Interview and live photos by Maddie Sensibile.
Maddie: How's the Rattlesnake Rodeo Tour been treating you so far?
Chilli: It's been great.
Sam: It's been up and down.
Maddie: How was Berkeley yesterday?
Sam: It was one of the ups, definitely.
Maddie: How does it feel to have such a well-received debut record, and to be so young still? Do you feel happy about it?
Harry: I'm twenty-two...
Maddie: I'm about to turn twenty. I know, getting so old.
Harry: Oh, to be twenty again!
Maddie: Only two years ago!
Chilli: Absolutely, it's been really great. Good reaction.
Harry: Gotta bring it down from the inside, haven't ya?
You recently released the "Invasion of the Tribbles" single with a special etching on the back, the purple "Best of Friends" vinyl, and the white "We Found Love" single as well. Do you enjoy collecting vinyl?
Sam: I think it's fantastic. I wouldn't say we're vinyl collectors, but we all have vinyl collections. We're not fanatics, we don't study it.
Chilli: Our sound guy goes to every city and picks up a little. You also need to have quite a bit of money to get a vinyl collection going, you know what I mean? On tour we need to kind of save our cash to buy food.
Sam: We've got a good collection, though. A good stash in 180.
Chilli: Most of mine are from my parents. Some that I've bought. It's building up into a good stash.
Sam: It's the best way to listen to music, to the ears.
Maddie: Speaking of all things analog, you guys use social media, but not too much. Do you think it's crucial for a band to have a strong social media presence, or do you think it's okay to keep it minimal?
Sam: We keep on being told it's crucial.
Harry: We've been tweeting, though.
Sam: These guys are trying their best.
Maddie: How do you feel about Twitter?
Chilli: Oh. By the way, I deleted it...
Harry: You deleted it?
Chilli: So, we had a twitter account, but I woke up this morning and felt like, very anxious...

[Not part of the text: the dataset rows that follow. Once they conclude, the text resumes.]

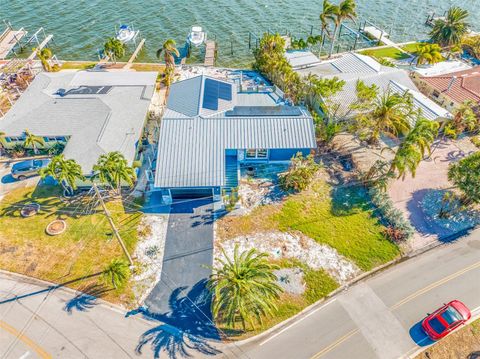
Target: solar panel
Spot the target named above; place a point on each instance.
(264, 111)
(210, 95)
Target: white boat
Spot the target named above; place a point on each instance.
(126, 34)
(197, 36)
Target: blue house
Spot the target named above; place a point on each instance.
(211, 127)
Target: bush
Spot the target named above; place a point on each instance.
(392, 216)
(300, 174)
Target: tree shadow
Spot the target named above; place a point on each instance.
(188, 326)
(419, 336)
(86, 299)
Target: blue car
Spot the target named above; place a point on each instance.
(24, 169)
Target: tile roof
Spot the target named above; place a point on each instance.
(95, 123)
(460, 86)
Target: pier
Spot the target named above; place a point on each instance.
(9, 39)
(210, 50)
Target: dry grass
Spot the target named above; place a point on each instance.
(81, 251)
(464, 343)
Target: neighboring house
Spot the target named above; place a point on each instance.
(352, 67)
(92, 112)
(451, 89)
(211, 127)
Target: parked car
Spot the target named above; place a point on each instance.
(446, 319)
(24, 169)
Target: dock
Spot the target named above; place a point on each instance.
(210, 50)
(132, 58)
(9, 39)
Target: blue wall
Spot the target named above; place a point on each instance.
(286, 154)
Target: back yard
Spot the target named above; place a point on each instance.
(83, 250)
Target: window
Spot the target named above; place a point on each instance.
(253, 153)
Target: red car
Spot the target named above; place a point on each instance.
(446, 319)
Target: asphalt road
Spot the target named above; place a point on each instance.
(378, 318)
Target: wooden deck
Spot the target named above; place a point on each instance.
(8, 40)
(210, 49)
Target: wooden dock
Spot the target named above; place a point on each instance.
(129, 64)
(40, 46)
(210, 50)
(9, 39)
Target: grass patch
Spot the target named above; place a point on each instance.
(463, 343)
(81, 251)
(341, 218)
(78, 65)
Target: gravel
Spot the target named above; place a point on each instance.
(294, 246)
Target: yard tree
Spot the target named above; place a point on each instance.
(113, 169)
(66, 172)
(116, 273)
(465, 175)
(244, 288)
(300, 173)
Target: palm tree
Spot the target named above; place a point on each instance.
(429, 53)
(414, 147)
(114, 48)
(32, 141)
(112, 168)
(450, 30)
(66, 172)
(391, 115)
(345, 10)
(244, 288)
(169, 50)
(116, 273)
(326, 17)
(44, 55)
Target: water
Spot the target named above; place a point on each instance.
(81, 26)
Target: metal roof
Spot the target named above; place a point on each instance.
(96, 123)
(191, 152)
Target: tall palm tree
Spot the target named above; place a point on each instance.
(112, 168)
(32, 141)
(414, 147)
(345, 10)
(391, 114)
(327, 16)
(169, 50)
(244, 288)
(450, 30)
(44, 55)
(429, 53)
(66, 172)
(116, 272)
(114, 48)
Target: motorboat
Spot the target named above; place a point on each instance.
(126, 34)
(197, 36)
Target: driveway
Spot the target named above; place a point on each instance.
(188, 250)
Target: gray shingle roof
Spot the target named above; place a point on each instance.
(97, 124)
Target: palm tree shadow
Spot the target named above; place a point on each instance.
(188, 326)
(86, 299)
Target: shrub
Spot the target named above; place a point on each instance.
(392, 216)
(299, 175)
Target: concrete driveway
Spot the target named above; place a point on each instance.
(188, 250)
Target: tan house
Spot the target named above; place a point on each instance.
(451, 89)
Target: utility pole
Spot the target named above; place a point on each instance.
(112, 225)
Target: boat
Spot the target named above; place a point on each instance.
(197, 36)
(126, 34)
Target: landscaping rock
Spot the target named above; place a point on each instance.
(149, 254)
(291, 280)
(294, 246)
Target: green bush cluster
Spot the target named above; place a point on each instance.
(391, 215)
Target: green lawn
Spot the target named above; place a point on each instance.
(82, 250)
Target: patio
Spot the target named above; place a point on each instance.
(432, 175)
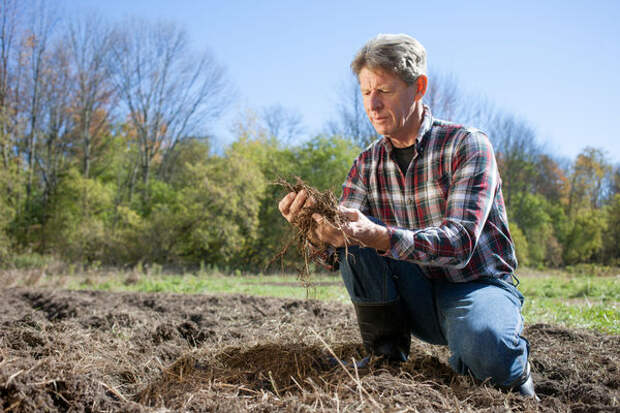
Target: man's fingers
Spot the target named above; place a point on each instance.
(350, 213)
(318, 218)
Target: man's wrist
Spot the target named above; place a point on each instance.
(382, 238)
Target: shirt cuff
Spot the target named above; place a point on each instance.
(401, 240)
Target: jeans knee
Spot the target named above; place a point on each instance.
(489, 355)
(366, 275)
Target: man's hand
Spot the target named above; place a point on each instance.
(291, 205)
(359, 231)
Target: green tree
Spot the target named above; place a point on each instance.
(79, 212)
(585, 239)
(324, 162)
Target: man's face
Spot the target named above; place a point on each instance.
(389, 102)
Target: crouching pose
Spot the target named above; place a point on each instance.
(429, 248)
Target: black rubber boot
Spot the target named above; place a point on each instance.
(524, 384)
(384, 330)
(526, 387)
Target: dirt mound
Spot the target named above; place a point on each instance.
(97, 351)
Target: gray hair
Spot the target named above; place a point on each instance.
(398, 53)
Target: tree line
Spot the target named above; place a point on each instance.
(106, 156)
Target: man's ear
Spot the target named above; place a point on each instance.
(421, 84)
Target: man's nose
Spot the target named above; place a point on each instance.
(375, 102)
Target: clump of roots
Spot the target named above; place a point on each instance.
(326, 205)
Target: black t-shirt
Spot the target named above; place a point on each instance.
(403, 157)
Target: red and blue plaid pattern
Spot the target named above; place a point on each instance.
(447, 213)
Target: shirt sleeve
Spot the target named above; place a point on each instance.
(354, 188)
(473, 185)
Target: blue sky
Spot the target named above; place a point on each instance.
(554, 63)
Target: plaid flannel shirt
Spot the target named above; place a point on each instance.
(447, 212)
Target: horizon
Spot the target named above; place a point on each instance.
(536, 61)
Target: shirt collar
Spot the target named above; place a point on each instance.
(425, 126)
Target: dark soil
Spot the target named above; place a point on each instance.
(98, 351)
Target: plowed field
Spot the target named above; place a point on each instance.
(99, 351)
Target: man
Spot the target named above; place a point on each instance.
(429, 249)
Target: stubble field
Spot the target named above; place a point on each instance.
(87, 351)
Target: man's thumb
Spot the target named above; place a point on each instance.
(350, 213)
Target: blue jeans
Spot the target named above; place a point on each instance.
(480, 321)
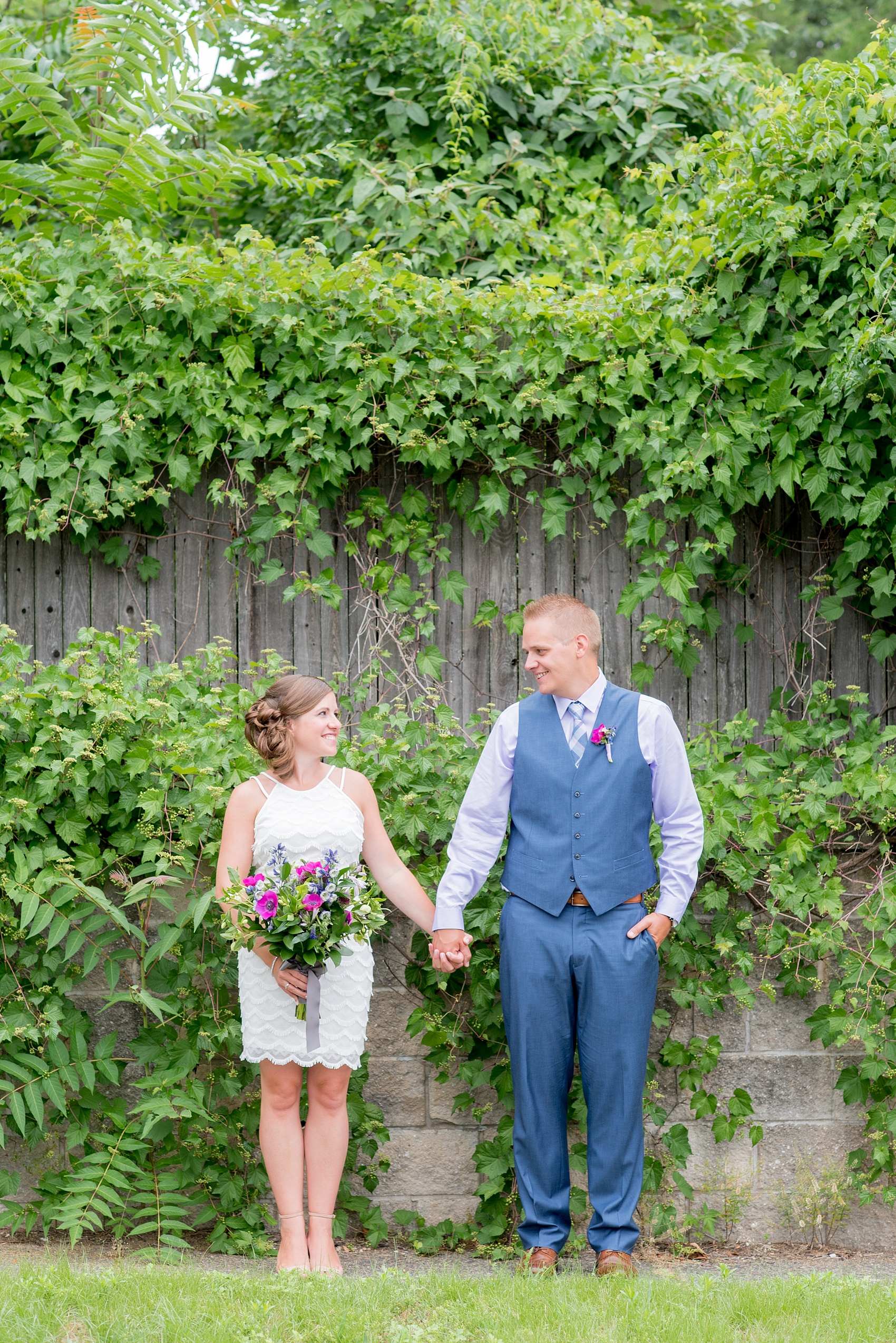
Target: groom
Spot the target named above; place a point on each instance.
(583, 767)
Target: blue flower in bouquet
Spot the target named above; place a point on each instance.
(266, 904)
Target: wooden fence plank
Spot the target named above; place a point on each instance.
(307, 625)
(335, 622)
(191, 571)
(162, 600)
(731, 657)
(104, 594)
(762, 671)
(449, 627)
(222, 586)
(504, 649)
(198, 595)
(609, 571)
(47, 601)
(476, 641)
(21, 587)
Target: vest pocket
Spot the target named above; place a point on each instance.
(632, 860)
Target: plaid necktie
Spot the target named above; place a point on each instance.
(579, 733)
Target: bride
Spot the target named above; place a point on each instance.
(308, 808)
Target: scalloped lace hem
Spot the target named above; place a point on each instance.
(355, 1061)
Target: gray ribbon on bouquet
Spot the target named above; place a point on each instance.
(312, 1002)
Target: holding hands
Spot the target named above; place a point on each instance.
(451, 949)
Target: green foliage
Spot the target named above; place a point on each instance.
(114, 779)
(797, 875)
(474, 139)
(101, 120)
(741, 351)
(820, 28)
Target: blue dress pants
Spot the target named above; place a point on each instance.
(567, 981)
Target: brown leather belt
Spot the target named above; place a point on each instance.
(578, 899)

Harry: Didn't you tell me something about it this morning? You told me we gained thirty or something.
Chilli: And then I thought, well then we'll just pull out.
Harry: We did two tweets.
Maddie: It was too much for you?
Sam: We're definitely too sensitive for Twitter, I think.
Harry: I'm too long winded as well.
Maddie: You recorded 180 with Steve Mackey of Pulp. Do you want to work with him again?
Sam: We're big fans. We went to go see them in Sheffield, one of their last shows ever.
Chilli: Supposed final show, in England, in Britain.
Harry: Final homecoming show!
Sam: We're big fans of Pulp, yeah. The future is unwritten as well for album two.
Palma Violets' drummer, Will Doyle.
Maddie: Who do you listen to before shows? Any specific things you do?
Sam: We don't listen to music; we actually just watch interviews. Nick Cave does good interviews, and Jesus and Mary Chain do great interviews. They're actually quite entertaining. That gets us geared up.
Harry: Sometimes Shrek and Depeche Mode as well.
Chilli: Yeah, and Zoolander.
Sam: Sometimes other peoples' music can pollute the soul, so you want to feel your own energy as you head onto the stage, as opposed to somebody else's.
Maddie: Since you guys are here, what are your favorite things to do in L.A.?
Chilli: IN 'N OUT BURGER! We've just been.
Harry: I want to go lick the sand on Venice Beach again.
Sam: Last time we saw loads of porpoises.
Harry: Call them dolphins.
Sam: I was told, "They're not fucking dolphins! They're porpoises!"